Taking plays out of the game plan is a common practice that offensive coordinators have with quarterbacks, but less so with other positions. Bates, who played linebacker for Florida, is a longtime ACC broadcaster and is the son of a longtime NFL coach (Jim Bates), was asked if he had ever heard of that option ever being offered to defensive players.
“Gosh, no,” Bates answered. “But it makes sense.”
The strategy called to mind one of Bates’ favorite coaching sayings: “If you think, you stink.” That is to say, a player who is having to think his way through a play will not be effective.
“Rather than to bog them down and get them thinking too much, just give ‘em a few things and let ‘em do it really well,” he said.
‘The guys took to it’
Another significant change that Key has instituted is ramping up the intensity in practice and creating more game-like conditions.
“Every day, that’s our goal, is to close that gap and to make that margin a lot smaller,” Key said. “Because the more you can do that, the easier the game’s going to be. The game’s going to slow down for you.”
Nickel back K.J. Wallace spoke to this difference after the win over Duke, saying the structure of practice wasn’t too much different, but that the mindset is.
“I’m not saying we haven’t been practicing hard all season,” Wallace said. “We’ve definitely been practicing hard. It’s just you can feel how intentional guys are with each rep in practice. We understand how it translates to the game, and we understand how crucial it is to prepare yourself each week.”
One way that has appeared to impact Tech is in its reduction of pre-snap penalties. The Jackets averaged 3.3 penalties before the snap in their first four games, but have drawn a total of three in the past two with Key as interim. On Key’s radio show between the Pitt and Duke games, Thacker said that there have been consequences for penalties committed in games.
“The guys took to it,” Thacker said. “They’ve got a lot of pride in what they do. They’re not attempting to make mistakes, but the discipline with which we worked through the course of the week then carried over.”
And, certainly, Tech enjoyed some breaks in the two wins. Sims and Tech were fortunate that at least four passes that he threw against Pitt that could have been intercepted – including one on the first play of the game that looked like it could have been returned for a touchdown – were dropped. Against Duke, as much as Jackets fans cried foul against penalty flags thrown against the Jackets on the Blue Devils’ overtime-forcing drive late in the fourth quarter, a rare offensive pass-interference flag took the Blue Devils out of a first-and-goal situation in which a touchdown would have won the game.
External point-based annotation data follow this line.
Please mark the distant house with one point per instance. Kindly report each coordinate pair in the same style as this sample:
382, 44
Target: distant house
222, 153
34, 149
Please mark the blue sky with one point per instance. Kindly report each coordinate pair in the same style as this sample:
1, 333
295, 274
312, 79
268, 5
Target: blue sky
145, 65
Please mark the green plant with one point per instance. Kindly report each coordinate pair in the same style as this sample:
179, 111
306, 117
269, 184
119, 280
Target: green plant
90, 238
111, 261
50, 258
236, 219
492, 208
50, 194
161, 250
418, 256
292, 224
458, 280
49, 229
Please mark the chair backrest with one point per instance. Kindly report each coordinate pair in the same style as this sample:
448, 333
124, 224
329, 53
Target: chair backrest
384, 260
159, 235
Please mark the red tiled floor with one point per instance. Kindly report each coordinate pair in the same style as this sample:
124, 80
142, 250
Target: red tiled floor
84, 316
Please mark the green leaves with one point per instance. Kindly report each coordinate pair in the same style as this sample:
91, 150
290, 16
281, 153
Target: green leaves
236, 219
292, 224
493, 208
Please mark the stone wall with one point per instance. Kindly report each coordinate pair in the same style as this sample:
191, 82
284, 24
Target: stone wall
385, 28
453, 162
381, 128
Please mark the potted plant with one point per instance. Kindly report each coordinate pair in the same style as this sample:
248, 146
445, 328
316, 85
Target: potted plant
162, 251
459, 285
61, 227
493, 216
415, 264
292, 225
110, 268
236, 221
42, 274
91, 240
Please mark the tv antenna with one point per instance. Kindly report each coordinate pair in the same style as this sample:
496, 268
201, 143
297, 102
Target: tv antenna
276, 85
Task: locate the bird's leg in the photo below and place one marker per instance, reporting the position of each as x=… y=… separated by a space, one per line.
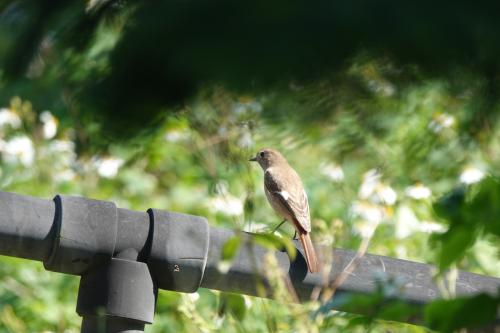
x=279 y=225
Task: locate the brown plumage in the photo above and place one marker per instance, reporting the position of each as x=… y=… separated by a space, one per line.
x=286 y=194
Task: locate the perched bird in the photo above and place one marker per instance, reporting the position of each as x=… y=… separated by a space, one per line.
x=286 y=194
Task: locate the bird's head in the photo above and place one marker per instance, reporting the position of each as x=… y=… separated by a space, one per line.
x=268 y=157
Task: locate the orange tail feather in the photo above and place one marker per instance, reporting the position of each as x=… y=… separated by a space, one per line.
x=311 y=258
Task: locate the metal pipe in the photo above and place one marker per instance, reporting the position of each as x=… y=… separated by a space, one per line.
x=26 y=226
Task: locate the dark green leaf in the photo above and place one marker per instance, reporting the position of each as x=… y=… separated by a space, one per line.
x=233 y=304
x=274 y=242
x=450 y=315
x=231 y=247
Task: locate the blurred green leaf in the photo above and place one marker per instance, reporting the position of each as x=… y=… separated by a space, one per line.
x=231 y=247
x=451 y=315
x=274 y=242
x=470 y=211
x=233 y=304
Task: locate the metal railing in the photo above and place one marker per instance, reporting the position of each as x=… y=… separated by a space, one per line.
x=124 y=256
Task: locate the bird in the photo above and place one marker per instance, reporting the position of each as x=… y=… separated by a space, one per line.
x=286 y=195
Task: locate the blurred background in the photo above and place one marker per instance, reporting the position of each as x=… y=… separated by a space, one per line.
x=388 y=111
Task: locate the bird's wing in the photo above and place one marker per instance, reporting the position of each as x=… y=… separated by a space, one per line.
x=290 y=193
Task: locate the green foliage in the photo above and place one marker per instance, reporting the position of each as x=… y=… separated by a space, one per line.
x=148 y=111
x=470 y=211
x=233 y=304
x=452 y=315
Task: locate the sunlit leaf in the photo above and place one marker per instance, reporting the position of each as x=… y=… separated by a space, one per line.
x=231 y=247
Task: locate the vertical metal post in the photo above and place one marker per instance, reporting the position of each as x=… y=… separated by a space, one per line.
x=118 y=297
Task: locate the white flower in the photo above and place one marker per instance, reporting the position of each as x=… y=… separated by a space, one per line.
x=255 y=227
x=386 y=194
x=441 y=121
x=108 y=167
x=49 y=124
x=333 y=171
x=227 y=204
x=62 y=146
x=7 y=117
x=431 y=227
x=193 y=296
x=407 y=224
x=368 y=212
x=65 y=175
x=418 y=192
x=19 y=149
x=471 y=175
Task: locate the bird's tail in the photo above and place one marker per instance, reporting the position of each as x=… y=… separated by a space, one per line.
x=311 y=258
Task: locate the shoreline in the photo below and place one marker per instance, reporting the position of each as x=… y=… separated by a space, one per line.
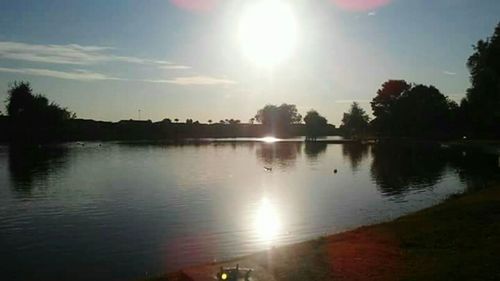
x=457 y=239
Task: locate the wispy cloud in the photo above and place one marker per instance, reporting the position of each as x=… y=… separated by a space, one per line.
x=73 y=54
x=195 y=80
x=174 y=66
x=85 y=75
x=81 y=75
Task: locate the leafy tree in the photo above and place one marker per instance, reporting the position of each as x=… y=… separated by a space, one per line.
x=278 y=119
x=383 y=103
x=356 y=120
x=315 y=124
x=481 y=106
x=422 y=111
x=32 y=117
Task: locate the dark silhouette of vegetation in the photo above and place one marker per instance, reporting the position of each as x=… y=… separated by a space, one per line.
x=316 y=125
x=32 y=117
x=480 y=109
x=410 y=110
x=277 y=119
x=355 y=122
x=384 y=102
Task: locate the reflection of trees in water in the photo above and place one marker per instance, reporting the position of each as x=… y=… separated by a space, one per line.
x=314 y=149
x=355 y=152
x=283 y=154
x=28 y=164
x=475 y=167
x=398 y=168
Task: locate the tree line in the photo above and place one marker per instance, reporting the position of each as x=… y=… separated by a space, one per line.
x=400 y=109
x=403 y=109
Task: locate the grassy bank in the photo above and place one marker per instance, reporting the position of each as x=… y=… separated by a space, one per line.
x=456 y=240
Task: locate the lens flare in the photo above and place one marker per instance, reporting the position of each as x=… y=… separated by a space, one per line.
x=267 y=32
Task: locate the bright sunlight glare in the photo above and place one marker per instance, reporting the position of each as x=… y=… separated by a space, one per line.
x=269 y=139
x=267 y=32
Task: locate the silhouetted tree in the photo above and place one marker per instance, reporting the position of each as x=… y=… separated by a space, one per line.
x=422 y=111
x=278 y=119
x=481 y=107
x=383 y=103
x=355 y=121
x=32 y=117
x=403 y=109
x=316 y=124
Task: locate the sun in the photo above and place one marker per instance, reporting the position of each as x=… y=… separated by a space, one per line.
x=267 y=32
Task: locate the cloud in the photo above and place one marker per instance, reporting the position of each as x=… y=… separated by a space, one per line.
x=360 y=5
x=175 y=66
x=351 y=101
x=195 y=80
x=81 y=75
x=85 y=75
x=73 y=54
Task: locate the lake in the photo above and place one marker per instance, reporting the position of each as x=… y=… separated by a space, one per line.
x=116 y=211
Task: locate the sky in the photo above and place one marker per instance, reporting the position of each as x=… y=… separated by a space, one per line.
x=107 y=60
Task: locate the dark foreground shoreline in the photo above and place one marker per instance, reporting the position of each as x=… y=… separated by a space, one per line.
x=458 y=239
‘Daddy, I feel like a winner’
As it often is, the line between an offense playing poorly and a defense playing well (or vice versa) is difficult to delineate. Tech may have caught Pitt and Duke having off days. On the other hand, Tech had lost nine consecutive FBS opponents, some of them games in which the Jackets had chances to win but could not take advantage. It’s hard not to conclude something significant has changed.
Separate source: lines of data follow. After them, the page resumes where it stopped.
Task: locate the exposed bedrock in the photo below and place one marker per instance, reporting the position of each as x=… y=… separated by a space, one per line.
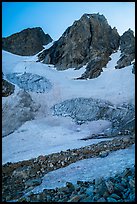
x=89 y=40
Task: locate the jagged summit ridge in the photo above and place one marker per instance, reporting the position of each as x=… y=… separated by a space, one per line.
x=27 y=42
x=88 y=38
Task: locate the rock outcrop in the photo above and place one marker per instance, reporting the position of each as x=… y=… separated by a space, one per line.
x=27 y=42
x=7 y=88
x=89 y=40
x=127 y=47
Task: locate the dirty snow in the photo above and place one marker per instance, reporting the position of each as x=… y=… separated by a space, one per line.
x=89 y=169
x=46 y=133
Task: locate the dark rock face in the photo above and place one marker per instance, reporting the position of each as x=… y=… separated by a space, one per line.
x=7 y=88
x=89 y=39
x=27 y=42
x=127 y=47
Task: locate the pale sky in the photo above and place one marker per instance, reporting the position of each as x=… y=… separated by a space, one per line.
x=55 y=17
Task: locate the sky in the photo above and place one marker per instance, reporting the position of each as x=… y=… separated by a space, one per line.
x=55 y=17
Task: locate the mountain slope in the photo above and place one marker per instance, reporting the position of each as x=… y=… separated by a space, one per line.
x=89 y=40
x=27 y=42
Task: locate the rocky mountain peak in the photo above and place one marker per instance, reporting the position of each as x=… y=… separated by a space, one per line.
x=27 y=42
x=89 y=37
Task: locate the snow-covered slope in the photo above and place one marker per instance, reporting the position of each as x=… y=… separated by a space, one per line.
x=46 y=133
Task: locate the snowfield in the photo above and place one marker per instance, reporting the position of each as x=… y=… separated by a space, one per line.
x=47 y=133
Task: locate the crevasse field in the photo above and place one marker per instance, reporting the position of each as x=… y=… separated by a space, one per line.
x=48 y=133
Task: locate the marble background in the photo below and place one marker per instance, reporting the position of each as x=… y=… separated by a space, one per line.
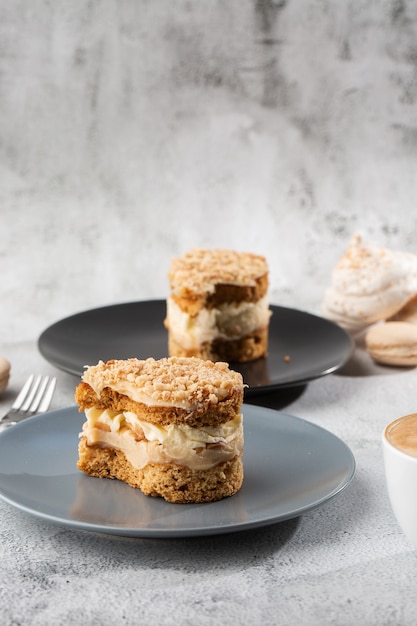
x=132 y=130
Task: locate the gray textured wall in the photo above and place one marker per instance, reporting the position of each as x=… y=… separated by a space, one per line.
x=132 y=130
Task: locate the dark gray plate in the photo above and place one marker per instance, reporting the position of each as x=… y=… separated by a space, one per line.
x=316 y=346
x=291 y=466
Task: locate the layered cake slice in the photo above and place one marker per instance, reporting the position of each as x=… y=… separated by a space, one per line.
x=218 y=307
x=170 y=427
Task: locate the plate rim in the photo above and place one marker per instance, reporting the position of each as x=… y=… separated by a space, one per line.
x=196 y=531
x=250 y=390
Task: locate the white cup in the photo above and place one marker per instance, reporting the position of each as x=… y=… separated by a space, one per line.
x=399 y=444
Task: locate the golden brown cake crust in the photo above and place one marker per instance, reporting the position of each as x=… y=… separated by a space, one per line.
x=172 y=482
x=252 y=346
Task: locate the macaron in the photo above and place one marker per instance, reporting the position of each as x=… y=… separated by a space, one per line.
x=4 y=373
x=393 y=343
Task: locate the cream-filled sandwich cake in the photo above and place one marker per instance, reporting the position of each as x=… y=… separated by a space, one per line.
x=218 y=307
x=171 y=427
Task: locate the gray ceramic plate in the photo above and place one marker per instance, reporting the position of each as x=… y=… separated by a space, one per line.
x=291 y=466
x=316 y=346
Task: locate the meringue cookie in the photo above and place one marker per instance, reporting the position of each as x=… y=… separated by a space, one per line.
x=408 y=313
x=369 y=284
x=393 y=343
x=4 y=373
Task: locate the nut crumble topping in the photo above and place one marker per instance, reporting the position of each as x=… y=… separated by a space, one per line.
x=170 y=380
x=198 y=271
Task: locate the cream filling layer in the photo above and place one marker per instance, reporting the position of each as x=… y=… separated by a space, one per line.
x=144 y=443
x=229 y=321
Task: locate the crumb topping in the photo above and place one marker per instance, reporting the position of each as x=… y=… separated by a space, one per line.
x=174 y=380
x=198 y=271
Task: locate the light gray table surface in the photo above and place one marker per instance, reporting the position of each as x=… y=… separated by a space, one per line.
x=346 y=562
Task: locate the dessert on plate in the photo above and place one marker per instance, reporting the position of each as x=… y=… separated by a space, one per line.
x=370 y=283
x=218 y=305
x=171 y=427
x=393 y=343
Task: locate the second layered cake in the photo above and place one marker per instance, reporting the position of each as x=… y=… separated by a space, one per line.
x=218 y=307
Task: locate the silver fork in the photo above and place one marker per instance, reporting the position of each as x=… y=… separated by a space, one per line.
x=35 y=397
In the past two games, Tech limited its mistakes, played fast and with an edge, rose up to meet challenges and reaped the rewards.
“It felt like it was a team that was really rallying and having fun playing football and competing together,” said Bates, who called the Tech-Duke game. “It looked like a physical football team.”
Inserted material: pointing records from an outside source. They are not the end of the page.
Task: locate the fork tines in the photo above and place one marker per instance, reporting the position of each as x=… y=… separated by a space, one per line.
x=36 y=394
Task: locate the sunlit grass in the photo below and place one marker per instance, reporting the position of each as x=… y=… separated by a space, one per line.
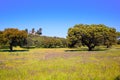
x=60 y=64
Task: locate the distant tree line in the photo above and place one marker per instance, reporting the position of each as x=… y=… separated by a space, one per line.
x=45 y=42
x=79 y=35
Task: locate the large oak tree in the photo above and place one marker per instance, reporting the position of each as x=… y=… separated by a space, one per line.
x=13 y=37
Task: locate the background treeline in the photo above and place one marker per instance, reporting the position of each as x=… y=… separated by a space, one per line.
x=45 y=42
x=80 y=35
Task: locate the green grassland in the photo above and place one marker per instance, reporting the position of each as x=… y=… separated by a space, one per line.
x=60 y=64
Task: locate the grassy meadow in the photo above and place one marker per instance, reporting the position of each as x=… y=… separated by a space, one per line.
x=60 y=64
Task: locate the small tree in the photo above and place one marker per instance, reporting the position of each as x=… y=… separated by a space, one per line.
x=14 y=37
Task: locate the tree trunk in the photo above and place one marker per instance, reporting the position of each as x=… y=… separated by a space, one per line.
x=11 y=47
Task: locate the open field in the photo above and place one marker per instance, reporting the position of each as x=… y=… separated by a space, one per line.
x=60 y=64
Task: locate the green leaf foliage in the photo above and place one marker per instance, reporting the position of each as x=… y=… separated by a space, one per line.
x=91 y=36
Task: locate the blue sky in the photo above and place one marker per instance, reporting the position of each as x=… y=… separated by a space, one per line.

Tech will play the first of its six remaining games Thursday night, at home against Virginia. Can the Jackets continue on the same course and produce similar results? Brooks, who has seen his son’s coach make good on his plans to deliver success, believes so.
“Sunday morning (after the Duke game), when I saw Miles before I left town, he was just, like, ‘Daddy, I feel like a winner,’” Brooks said. “‘I woke up this morning, everything just feels different.’ And I think that’s what everybody is feeling.”